Son identité reste un problème cependant et il regrette de n’avoir pas gardé un reste de son appartenance à Salonique, il reprend donc son patronyme de Nahoum et regrette le nom de sa mère « Beressi ». Peu à peu, il surmonte ce trouble et parvient à un accord avec lui-même.
Robert Badinter avait écrit le merveilleux hommage à IDISS sa Grand-mère venue de Bessarabie (Turquie). On dirait que ces bouleversements de leur vie enfantine ont produit chez ces deux personnages des capacités remarquables d’Humanité.
Il va se lancer dans l’écriture pour affiner « sa Méthode » et parler aux jeunes lecteurs : parmi ceux-ci il y a beaucoup de jeunes étrangers ou des Français migrants de régions différentes : Bretons devenus parisiens, des Alsaciens restés sur les terres d’accueil, des Italiens, des Turcs, des Grecs, des Anglais, des Polonais : Comment fait-on pour les intégrer dans notre univers en leur permettant de garder des rites familiaux, des cultures à rencontrer ? Mais cela paraît difficile en France…pourtant le respect existe, ainsi que l’entr’aide.
Trouver une façon claire de parler, de penser ; se dire que l’imprévu est toujours possible que l’incertitude est un principe fondamental : cela rend la vie plus passionnante, oblige à « se débrouiller » pour rester en vie ou atteindre l’objectif. La chute de la Pologne en face des Russes ou des Allemands, les Français qui prennent le maquis, les pandémies qui arrivent sans prévenir, il faut s’adapter. Cela donne des principes différents comme » Attends-toi à l’inconnu ! » Toutefois c’est ce que vit le Bébé qui arrive au monde, il est dépendant de son environnement et peu à peu il apprend à s’adapter. Si chaque être humain vit une aventure, on peut dire que chaque pays lui aussi vit une aventure selon son choix électoral ; Comprendre sa relation à l’environnement. Comment peser sur l’environnement ? Quels choix faire individuellement ou en groupe ? Comprendre permet la liberté pour Edgard Morin.
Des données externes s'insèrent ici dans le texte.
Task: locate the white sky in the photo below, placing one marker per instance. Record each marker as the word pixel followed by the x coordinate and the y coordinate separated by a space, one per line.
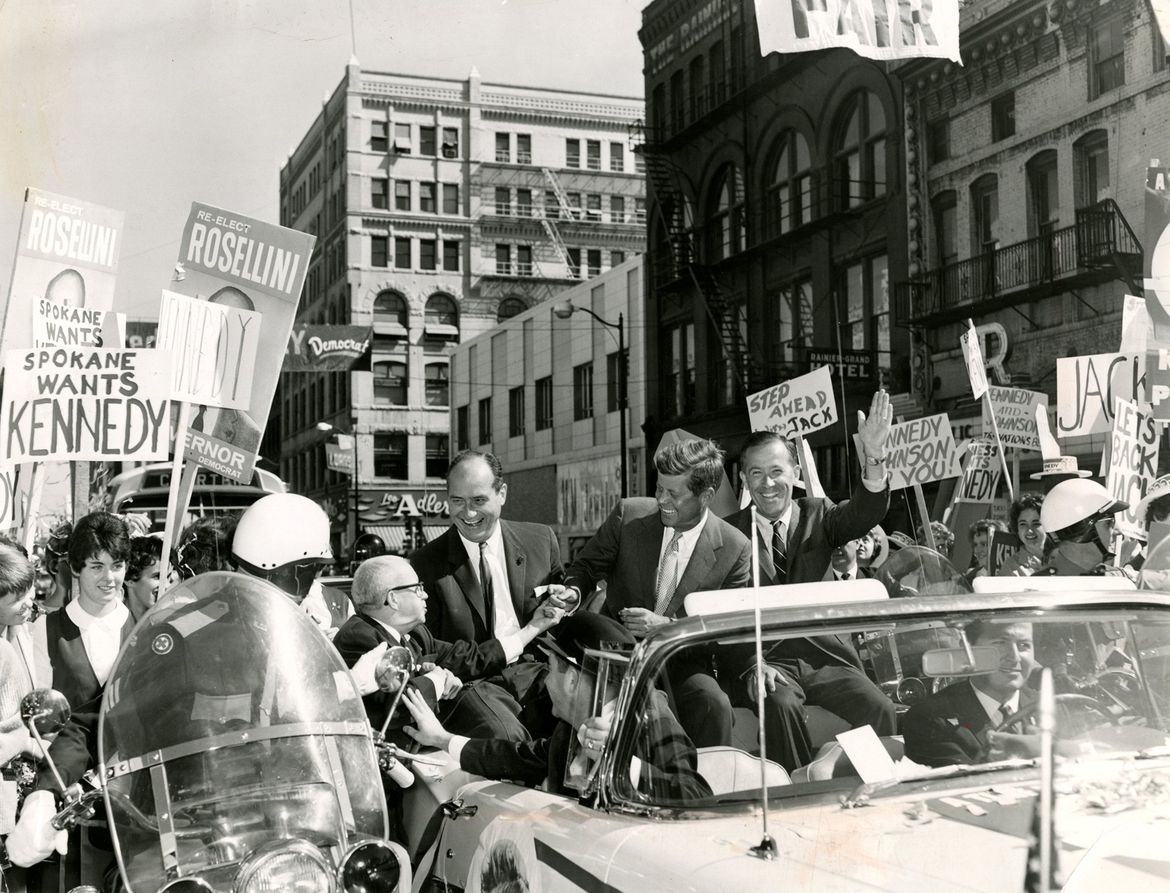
pixel 146 105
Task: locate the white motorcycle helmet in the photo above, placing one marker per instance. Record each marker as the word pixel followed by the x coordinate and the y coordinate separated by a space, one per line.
pixel 283 538
pixel 1073 506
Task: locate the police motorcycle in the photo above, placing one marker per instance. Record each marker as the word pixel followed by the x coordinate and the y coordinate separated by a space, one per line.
pixel 235 755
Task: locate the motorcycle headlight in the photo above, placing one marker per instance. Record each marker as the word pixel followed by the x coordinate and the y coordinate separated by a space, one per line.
pixel 373 866
pixel 284 866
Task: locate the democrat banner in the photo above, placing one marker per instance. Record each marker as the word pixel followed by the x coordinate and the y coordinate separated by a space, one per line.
pixel 871 28
pixel 85 404
pixel 1087 386
pixel 921 451
pixel 1133 462
pixel 245 263
pixel 66 261
pixel 981 478
pixel 1014 409
pixel 795 407
pixel 327 348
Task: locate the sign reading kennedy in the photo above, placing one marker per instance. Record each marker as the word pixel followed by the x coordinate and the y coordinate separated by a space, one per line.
pixel 871 28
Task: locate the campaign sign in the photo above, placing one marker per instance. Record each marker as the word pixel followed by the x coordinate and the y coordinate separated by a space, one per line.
pixel 1014 410
pixel 1087 386
pixel 795 407
pixel 1133 462
pixel 981 478
pixel 85 404
pixel 67 254
pixel 241 262
pixel 921 451
pixel 325 348
pixel 214 348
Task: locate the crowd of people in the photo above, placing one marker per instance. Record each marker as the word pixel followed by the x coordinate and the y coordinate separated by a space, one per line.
pixel 497 623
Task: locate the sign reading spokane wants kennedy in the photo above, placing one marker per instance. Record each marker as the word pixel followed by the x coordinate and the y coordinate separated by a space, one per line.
pixel 246 265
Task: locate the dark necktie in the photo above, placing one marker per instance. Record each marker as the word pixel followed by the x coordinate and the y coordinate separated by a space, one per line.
pixel 779 554
pixel 489 603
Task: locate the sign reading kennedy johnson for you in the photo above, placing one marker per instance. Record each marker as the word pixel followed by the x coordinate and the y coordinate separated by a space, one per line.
pixel 85 404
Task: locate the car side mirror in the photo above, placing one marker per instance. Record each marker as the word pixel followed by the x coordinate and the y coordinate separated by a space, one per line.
pixel 958 663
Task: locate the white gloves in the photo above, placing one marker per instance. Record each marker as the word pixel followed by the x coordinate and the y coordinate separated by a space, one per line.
pixel 34 838
pixel 363 671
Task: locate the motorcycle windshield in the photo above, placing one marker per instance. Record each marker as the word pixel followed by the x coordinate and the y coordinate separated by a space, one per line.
pixel 229 720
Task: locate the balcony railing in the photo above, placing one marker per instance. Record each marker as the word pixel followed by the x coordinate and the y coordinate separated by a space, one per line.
pixel 1101 239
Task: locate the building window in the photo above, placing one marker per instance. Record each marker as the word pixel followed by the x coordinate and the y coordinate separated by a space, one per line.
pixel 583 391
pixel 725 218
pixel 401 194
pixel 790 192
pixel 937 141
pixel 1003 117
pixel 544 403
pixel 617 157
pixel 438 454
pixel 679 370
pixel 451 142
pixel 390 383
pixel 1107 56
pixel 451 198
pixel 436 385
pixel 378 247
pixel 509 308
pixel 516 412
pixel 593 155
pixel 865 322
pixel 613 371
pixel 1092 158
pixel 462 423
pixel 390 455
pixel 427 259
pixel 379 141
pixel 427 142
pixel 401 253
pixel 379 196
pixel 390 307
pixel 795 334
pixel 451 255
pixel 486 420
pixel 523 260
pixel 860 151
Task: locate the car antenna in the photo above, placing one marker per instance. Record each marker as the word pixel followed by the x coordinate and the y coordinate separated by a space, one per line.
pixel 766 847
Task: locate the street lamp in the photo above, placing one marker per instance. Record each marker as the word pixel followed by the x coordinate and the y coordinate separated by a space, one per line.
pixel 353 432
pixel 563 310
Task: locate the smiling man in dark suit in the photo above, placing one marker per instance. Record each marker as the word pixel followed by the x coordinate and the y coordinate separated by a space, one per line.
pixel 652 553
pixel 482 576
pixel 797 538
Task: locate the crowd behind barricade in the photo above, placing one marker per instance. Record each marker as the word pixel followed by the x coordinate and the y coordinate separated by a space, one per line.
pixel 499 626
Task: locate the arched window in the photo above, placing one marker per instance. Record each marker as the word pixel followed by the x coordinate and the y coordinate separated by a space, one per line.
pixel 859 151
pixel 724 219
pixel 509 308
pixel 790 186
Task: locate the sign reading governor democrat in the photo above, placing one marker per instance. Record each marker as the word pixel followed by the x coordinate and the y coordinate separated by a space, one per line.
pixel 85 404
pixel 248 265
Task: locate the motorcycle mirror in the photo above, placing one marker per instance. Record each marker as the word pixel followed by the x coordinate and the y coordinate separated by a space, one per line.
pixel 394 668
pixel 47 709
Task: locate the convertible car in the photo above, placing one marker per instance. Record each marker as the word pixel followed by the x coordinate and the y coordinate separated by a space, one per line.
pixel 1072 790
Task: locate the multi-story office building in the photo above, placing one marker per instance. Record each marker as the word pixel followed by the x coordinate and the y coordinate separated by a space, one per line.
pixel 441 207
pixel 776 222
pixel 544 391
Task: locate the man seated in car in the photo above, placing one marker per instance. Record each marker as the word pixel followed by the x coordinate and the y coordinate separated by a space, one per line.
pixel 665 761
pixel 965 721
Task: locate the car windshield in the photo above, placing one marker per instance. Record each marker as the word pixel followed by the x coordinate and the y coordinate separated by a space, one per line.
pixel 906 688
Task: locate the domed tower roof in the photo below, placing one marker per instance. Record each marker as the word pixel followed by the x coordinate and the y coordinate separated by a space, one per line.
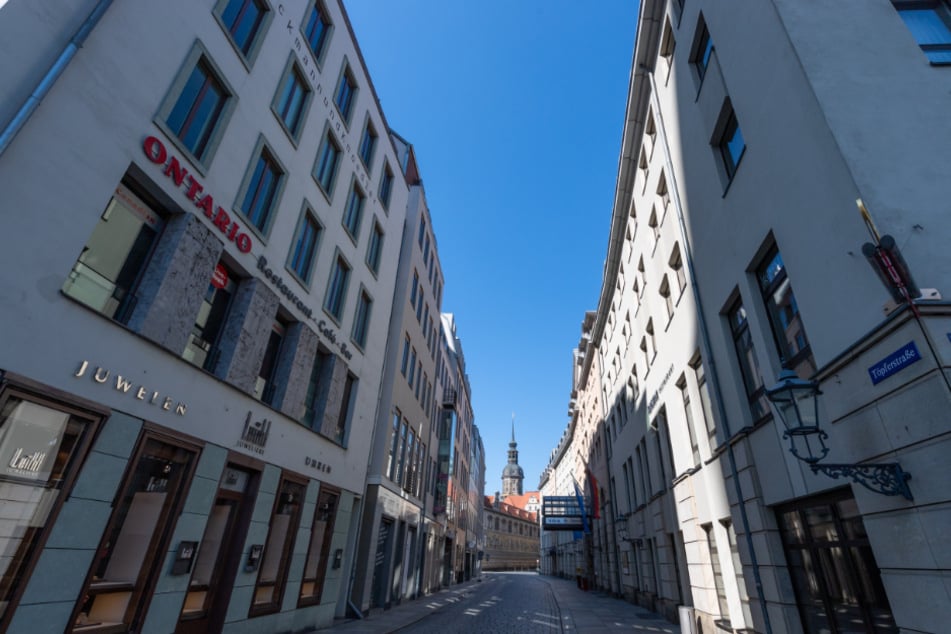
pixel 512 474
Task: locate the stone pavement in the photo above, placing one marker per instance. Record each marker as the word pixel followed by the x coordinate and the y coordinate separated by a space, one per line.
pixel 581 611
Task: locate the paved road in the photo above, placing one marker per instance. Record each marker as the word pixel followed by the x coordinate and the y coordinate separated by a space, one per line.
pixel 520 603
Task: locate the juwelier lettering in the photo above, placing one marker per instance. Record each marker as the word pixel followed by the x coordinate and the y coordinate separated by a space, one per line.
pixel 152 397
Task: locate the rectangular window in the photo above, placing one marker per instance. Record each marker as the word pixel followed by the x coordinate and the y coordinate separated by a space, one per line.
pixel 346 94
pixel 318 551
pixel 276 558
pixel 202 347
pixel 837 582
pixel 317 29
pixel 375 248
pixel 55 443
pixel 930 23
pixel 361 319
pixel 394 444
pixel 702 49
pixel 749 366
pixel 337 288
pixel 260 197
pixel 405 356
pixel 112 261
pixel 318 387
pixel 243 20
pixel 264 384
pixel 386 186
pixel 304 251
pixel 292 99
pixel 367 144
pixel 353 213
pixel 347 403
pixel 784 317
pixel 328 159
pixel 132 552
pixel 199 109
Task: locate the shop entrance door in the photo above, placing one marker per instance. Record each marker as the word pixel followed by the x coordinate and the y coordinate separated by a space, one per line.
pixel 219 554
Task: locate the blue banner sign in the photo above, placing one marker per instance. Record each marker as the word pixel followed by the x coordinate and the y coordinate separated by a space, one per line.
pixel 895 362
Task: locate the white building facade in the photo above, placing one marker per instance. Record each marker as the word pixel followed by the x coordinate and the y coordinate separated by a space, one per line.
pixel 736 250
pixel 201 292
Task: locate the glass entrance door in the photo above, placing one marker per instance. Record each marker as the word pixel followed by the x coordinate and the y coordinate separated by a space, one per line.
pixel 209 589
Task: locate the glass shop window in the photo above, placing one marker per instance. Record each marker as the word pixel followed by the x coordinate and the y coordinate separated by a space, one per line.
pixel 108 269
pixel 202 347
pixel 39 449
pixel 131 554
pixel 276 559
pixel 321 535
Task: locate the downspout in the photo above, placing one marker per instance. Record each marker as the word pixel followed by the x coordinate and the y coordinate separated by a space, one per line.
pixel 707 350
pixel 46 83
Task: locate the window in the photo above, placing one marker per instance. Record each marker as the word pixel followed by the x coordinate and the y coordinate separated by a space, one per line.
pixel 321 377
pixel 836 579
pixel 132 552
pixel 749 367
pixel 276 558
pixel 730 142
pixel 405 356
pixel 688 417
pixel 702 49
pixel 784 317
pixel 337 288
pixel 197 114
pixel 303 254
pixel 367 144
pixel 243 20
pixel 317 29
pixel 291 100
pixel 361 319
pixel 677 264
pixel 930 23
pixel 375 248
pixel 318 551
pixel 717 572
pixel 262 190
pixel 57 441
pixel 346 93
pixel 109 268
pixel 264 384
pixel 328 159
pixel 353 213
pixel 202 347
pixel 386 186
pixel 346 409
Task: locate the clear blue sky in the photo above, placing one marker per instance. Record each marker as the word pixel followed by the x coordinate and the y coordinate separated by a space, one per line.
pixel 515 110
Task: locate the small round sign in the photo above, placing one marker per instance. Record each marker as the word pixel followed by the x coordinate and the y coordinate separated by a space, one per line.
pixel 219 279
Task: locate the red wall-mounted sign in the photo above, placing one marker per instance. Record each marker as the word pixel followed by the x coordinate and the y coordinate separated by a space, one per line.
pixel 155 151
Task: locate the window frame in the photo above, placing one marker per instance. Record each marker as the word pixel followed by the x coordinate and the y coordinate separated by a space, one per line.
pixel 247 57
pixel 197 55
pixel 305 278
pixel 292 69
pixel 328 138
pixel 262 149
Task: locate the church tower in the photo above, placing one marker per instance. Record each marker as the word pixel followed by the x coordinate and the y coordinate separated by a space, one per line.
pixel 512 474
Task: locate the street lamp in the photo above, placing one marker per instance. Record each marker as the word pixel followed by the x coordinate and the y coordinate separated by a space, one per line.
pixel 622 533
pixel 797 402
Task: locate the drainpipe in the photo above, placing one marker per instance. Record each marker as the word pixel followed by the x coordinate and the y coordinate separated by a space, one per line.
pixel 707 350
pixel 46 83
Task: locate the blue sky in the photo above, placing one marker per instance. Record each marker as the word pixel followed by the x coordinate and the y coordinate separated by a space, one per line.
pixel 515 110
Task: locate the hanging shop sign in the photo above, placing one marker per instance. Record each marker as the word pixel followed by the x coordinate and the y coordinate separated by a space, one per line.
pixel 104 376
pixel 254 435
pixel 894 363
pixel 156 152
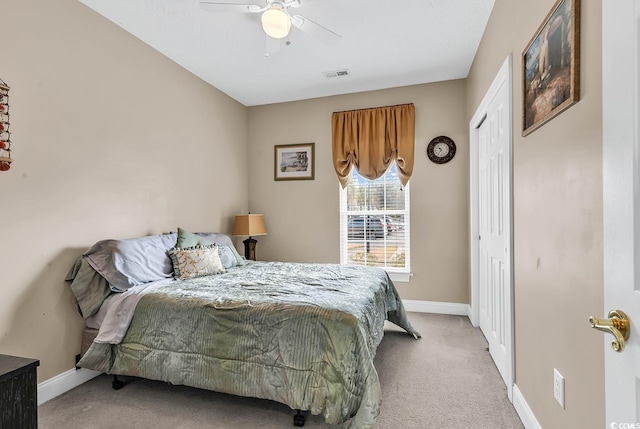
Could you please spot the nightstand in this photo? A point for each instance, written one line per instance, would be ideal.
(18, 392)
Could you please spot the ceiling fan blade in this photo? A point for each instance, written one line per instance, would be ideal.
(230, 7)
(308, 26)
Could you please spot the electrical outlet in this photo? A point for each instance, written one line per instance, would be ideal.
(558, 387)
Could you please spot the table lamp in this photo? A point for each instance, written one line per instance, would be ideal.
(249, 224)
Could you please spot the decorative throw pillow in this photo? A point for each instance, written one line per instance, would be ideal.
(196, 262)
(228, 253)
(188, 239)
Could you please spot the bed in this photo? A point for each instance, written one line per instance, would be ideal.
(304, 335)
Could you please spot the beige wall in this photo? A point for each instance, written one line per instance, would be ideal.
(107, 135)
(557, 175)
(302, 217)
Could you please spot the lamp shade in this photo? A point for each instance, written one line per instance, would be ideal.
(276, 23)
(249, 224)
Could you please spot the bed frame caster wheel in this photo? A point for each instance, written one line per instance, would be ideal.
(298, 419)
(117, 384)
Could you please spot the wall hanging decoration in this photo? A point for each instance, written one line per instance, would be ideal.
(294, 161)
(551, 66)
(5, 134)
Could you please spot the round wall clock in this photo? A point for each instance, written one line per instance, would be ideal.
(441, 149)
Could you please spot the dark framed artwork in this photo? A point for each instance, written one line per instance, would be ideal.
(294, 161)
(551, 66)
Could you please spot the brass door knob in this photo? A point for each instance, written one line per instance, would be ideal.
(617, 325)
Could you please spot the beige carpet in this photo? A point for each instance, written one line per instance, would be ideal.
(444, 380)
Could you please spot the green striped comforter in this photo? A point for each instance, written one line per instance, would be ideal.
(301, 334)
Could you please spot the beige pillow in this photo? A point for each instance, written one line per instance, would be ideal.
(196, 262)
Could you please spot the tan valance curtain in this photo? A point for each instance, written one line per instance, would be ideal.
(371, 139)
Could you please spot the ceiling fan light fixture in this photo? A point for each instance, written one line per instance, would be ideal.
(276, 23)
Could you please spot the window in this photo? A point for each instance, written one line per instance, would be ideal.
(374, 223)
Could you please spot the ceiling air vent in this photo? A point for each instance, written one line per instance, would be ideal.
(337, 73)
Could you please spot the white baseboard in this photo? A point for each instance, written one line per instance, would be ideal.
(522, 408)
(61, 383)
(452, 308)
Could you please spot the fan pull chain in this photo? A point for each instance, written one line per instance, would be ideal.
(5, 134)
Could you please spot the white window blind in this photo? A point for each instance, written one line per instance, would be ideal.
(374, 223)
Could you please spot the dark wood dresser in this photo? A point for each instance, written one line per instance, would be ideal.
(18, 392)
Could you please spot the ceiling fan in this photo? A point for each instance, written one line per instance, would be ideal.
(276, 19)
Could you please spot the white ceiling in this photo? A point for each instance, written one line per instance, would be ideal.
(384, 44)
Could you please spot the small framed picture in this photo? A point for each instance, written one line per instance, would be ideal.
(294, 161)
(551, 66)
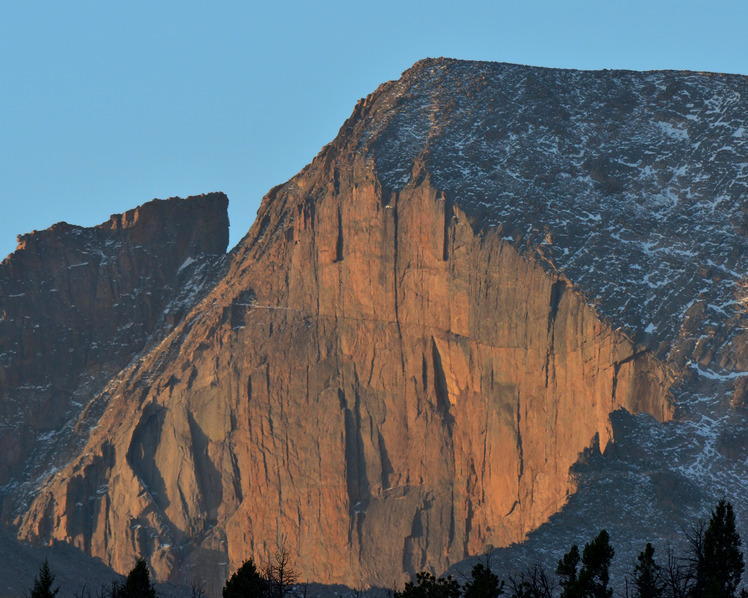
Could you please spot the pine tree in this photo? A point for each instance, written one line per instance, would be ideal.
(246, 582)
(568, 574)
(595, 573)
(723, 562)
(592, 578)
(43, 583)
(427, 586)
(483, 584)
(648, 575)
(137, 584)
Hiroshima fut un tournant 1945, En 1972, il comprend que la Terre est en danger de même que notre civilisation. Et que dire maintenant avec le « Transhumanisme et l’I A » ou les modifications de la durée de vie et des sociétés ?
Certains hommes se prennent pour Dieu et ont un pouvoir incontrôlé, les événements climatiques peuvent tout bouleverser ; et l’écrivain de dire que les hommes deviennent un peu fous parce qu’ils n’ont pas compris ce qu’est l’humanisme et la solidarité.
Je vous laisse découvrir les attitudes de cet homme sage qui a vraiment appris de ses expériences et peut aussi nous en parler. Cela me passionne particulièrement aujourd’hui pour de nombreuses raisons. Nous verrons son environnement d’amis remarquables : Michel Serres, Pascal Picq, Levy -Strauss – Jacques Monod et François Jacob,1961 prix Nobel de médecine. « Le hasard et la nécessité » J. Monod 1970. Quelles ouvertures ces chercheurs ont apporté au XXème Siècle !
Nous pourrons peut-être continuer sur ce sujet plus tard.
Merci à Sylvie, à Aurore de préparer ce thé reconstituant avec cake et petits biscuits. Cela permet de retrouver les amis, de finir une réflexion, de partir en riant pour une nouvelle quinzaine.
Nous nous retrouverons le 30 mars 2026 pour de nouvelles aventures.